Post-nephrostomy AVFs are rare, with risk factors including prolonged nephrostomy, diabetes, and complex renal stones. Early detection using Doppler ultrasound or CT angiography is crucial, and selective embolization remains the treatment of choice with a high success rate.
Post-nephrostomy AVF is a rare but potentially fatal complication requiring rapid diagnosis and intervention. Early suspicion, timely imaging, and selective embolization are key to successful management.
动静脉瘘(AVF)是经皮肾造瘘术后一种罕见但严重的并发症。虽然在肾切开取石术后更常见,但在肾造瘘术放置时间延长或操作复杂时也可能发生。早期诊断和处理对于预防危及生命的并发症至关重要。
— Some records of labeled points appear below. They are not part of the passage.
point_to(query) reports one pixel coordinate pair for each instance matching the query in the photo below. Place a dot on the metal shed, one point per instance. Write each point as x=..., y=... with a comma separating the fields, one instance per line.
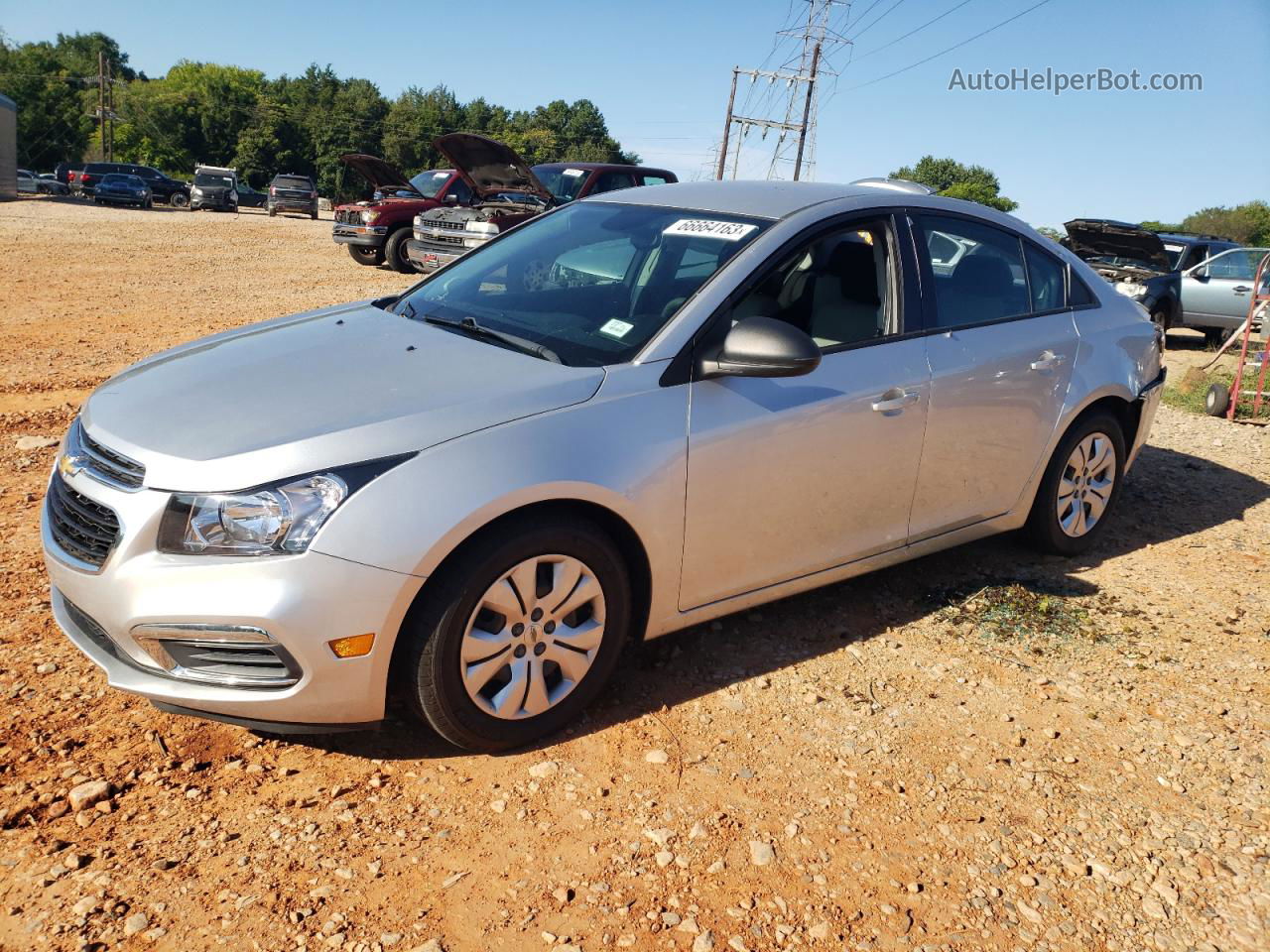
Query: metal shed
x=8, y=148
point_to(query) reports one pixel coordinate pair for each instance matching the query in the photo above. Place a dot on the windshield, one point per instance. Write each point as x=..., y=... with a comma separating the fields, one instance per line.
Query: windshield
x=592, y=282
x=562, y=181
x=429, y=182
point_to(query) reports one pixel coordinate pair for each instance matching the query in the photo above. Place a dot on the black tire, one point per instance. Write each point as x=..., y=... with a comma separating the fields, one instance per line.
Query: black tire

一名59岁女性,患有复发性双侧尿路结石、右心衰竭、2型糖尿病控制不佳以及慢性肾脏病,出现右侧腰痛、发热和乏力。她此前曾接受右侧双J管置入,但失访。CT扫描显示肾积水、钙化支架和一枚22毫米的盆腔结石,遂行经皮肾造瘘术。患者三天后发生栓塞性中风,随后出现血尿、低血压和严重贫血。CT血管造影证实存在伴有活动性出血的动静脉瘘,经栓塞治疗成功。
肾造瘘术后动静脉瘘罕见,危险因素包括肾造瘘时间延长、糖尿病和复杂肾结石。使用多普勒超声或CT血管造影进行早期检测至关重要,选择性栓塞仍然是成功率高的首选治疗方法。
肾造瘘术后动静脉瘘是一种罕见但可能致命的并发症,需要快速诊断和干预。早期怀疑、及时成像和选择性栓塞是成功处理的关键。